Le jeudi matin, lendemain de la soirée ministérielle et de la soirée Rabourdin, au moment où l’oncle se faisait la barbe assisté de ses deux neveux dans l’antichambre de la Division, au second étage, ils furent surpris par l’arrivée imprévue d’un employé.

— C’est monsieur Dutocq, dit Antoine, je le reconnais à son pas de filou. Il a toujours l’air de patiner cet homme-là ! Il tombe sur votre dos sans qu’on sache par où il est venu. Hier, contre son habitude, il est resté le dernier dans le bureau de la Division, excès qui ne lui est pas arrivé trois fois depuis qu’il est au Ministère.
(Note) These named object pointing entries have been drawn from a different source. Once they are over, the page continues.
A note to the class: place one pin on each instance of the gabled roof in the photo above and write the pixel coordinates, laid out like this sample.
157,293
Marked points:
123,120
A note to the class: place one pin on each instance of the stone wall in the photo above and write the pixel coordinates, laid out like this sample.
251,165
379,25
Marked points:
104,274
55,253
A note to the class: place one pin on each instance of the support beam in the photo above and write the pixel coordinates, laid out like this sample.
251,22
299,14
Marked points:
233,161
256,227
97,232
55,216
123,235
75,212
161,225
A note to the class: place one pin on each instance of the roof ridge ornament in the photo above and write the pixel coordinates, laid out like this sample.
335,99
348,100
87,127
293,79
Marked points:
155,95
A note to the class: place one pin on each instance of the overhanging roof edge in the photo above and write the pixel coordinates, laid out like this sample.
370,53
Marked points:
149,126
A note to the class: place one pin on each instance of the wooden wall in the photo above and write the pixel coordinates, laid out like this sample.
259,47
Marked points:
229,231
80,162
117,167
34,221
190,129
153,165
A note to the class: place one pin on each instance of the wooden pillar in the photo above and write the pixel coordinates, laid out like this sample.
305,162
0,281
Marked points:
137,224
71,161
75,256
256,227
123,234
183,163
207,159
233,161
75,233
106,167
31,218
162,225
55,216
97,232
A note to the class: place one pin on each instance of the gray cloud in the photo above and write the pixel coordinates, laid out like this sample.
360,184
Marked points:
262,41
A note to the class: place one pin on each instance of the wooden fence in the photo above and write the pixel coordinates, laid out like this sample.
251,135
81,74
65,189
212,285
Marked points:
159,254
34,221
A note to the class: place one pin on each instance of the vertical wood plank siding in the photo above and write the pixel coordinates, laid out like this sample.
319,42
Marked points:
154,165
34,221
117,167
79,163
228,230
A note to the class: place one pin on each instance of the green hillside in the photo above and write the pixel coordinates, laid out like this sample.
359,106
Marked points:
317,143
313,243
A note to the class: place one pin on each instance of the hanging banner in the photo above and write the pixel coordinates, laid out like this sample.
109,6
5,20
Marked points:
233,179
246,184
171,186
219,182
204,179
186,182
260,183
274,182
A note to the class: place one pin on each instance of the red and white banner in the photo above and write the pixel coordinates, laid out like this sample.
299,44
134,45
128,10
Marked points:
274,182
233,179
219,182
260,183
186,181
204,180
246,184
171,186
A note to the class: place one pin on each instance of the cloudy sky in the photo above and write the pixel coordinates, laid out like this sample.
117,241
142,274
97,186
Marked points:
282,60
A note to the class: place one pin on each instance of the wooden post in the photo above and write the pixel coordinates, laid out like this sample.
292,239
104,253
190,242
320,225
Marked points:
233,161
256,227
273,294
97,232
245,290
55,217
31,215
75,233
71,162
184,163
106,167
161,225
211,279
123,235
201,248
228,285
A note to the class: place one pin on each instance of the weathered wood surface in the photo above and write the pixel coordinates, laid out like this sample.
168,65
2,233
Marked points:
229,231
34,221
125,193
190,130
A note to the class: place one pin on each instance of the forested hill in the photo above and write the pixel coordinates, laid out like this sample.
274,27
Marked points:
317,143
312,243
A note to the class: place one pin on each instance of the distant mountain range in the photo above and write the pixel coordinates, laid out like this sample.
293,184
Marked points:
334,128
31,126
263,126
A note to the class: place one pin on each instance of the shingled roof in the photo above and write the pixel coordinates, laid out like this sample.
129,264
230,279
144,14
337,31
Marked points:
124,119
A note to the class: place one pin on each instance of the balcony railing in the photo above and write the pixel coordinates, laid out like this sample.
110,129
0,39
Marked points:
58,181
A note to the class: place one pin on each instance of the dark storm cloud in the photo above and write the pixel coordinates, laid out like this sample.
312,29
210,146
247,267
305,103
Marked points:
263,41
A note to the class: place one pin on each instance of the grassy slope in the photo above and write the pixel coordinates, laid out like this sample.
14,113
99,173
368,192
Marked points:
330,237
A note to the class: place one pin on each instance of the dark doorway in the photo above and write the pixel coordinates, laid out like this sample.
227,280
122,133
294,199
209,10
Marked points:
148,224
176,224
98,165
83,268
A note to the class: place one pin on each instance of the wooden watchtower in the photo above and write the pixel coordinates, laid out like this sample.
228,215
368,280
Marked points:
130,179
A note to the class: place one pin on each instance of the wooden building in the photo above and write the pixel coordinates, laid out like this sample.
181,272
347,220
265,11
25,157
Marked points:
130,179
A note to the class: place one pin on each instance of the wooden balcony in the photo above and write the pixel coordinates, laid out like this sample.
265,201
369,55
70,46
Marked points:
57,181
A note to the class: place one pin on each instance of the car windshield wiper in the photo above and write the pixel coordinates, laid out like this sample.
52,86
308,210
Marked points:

Trente-huit ans, un visage oblong à teint bilieux, des cheveux gris crépus, toujours taillés ras ; un front bas, d’épais sourcils qui se rejoignaient, un nez tordu, des lèvres pincées, des yeux vert-clair qui fuyaient le regard du prochain, une taille élevée, l’épaule droite légèrement plus forte que l’autre, habit brun, gilet noir, cravate de foulard, pantalon jaunâtre, bas de laine noire, souliers à nœuds barbottants : vous voyez monsieur Dutocq, commis d’ordre du bureau Rabourdin. Incapable et flâneur, il haïssait son chef. Rien de plus naturel. Rabourdin n’avait aucun vice à flatter, aucun côté mauvais par où Dutocq aurait pu se rendre utile. Beaucoup trop noble pour nuire à un employé, il était aussi trop perspicace pour se laisser abuser par aucun semblant. Dutocq n’existait donc que par la générosité de Rabourdin et désespérait de tout avancement tant que ce chef mènerait la Division. Quoique se sentant sans moyens pour occuper la place supérieure, Dutocq connaissait assez les Bureaux pour savoir que l’incapacité n’empêche point d’émarger, il en serait quitte pour chercher un Rabourdin parmi ses rédacteurs. L’exemple de La Billardière était frappant et funeste. La méchanceté combinée avec l’intérêt personnel équivaut à beaucoup d’esprit ; très-méchant et très-intéressé, cet employé avait donc tâché de consolider sa position en se faisant l’espion des Bureaux. Dès 1816, il prit une couleur religieuse très-foncée en pressentant la faveur dont jouiraient les gens que, dans ce temps, les niais comprenaient tous indistinctement sous le nom de Jésuites. Appartenant à la Congrégation sans être admis à ses mystères, Dutocq allait d’un bureau à l’autre, explorait les consciences en disant des gaudrioles, et venait paraphraser ses rapports à des Lupeaulx, qu’il instruisait des plus petits événements. Aussi le Secrétaire-général étonnait-il souvent le ministre par sa profonde connaissance des affaires intimes. Bonneau tout de bon de ce Bonneau politique, Dutocq briguait l’honneur des secrets messages de des Lupeaulx, qui tolérait cet homme immonde en pensant que le hasard pouvait le lui rendre utile, ne fût-ce qu’à le tirer de peine, lui ou quelque grand personnage, par un honteux mariage. L’un et l’autre ils se comprenaient bien.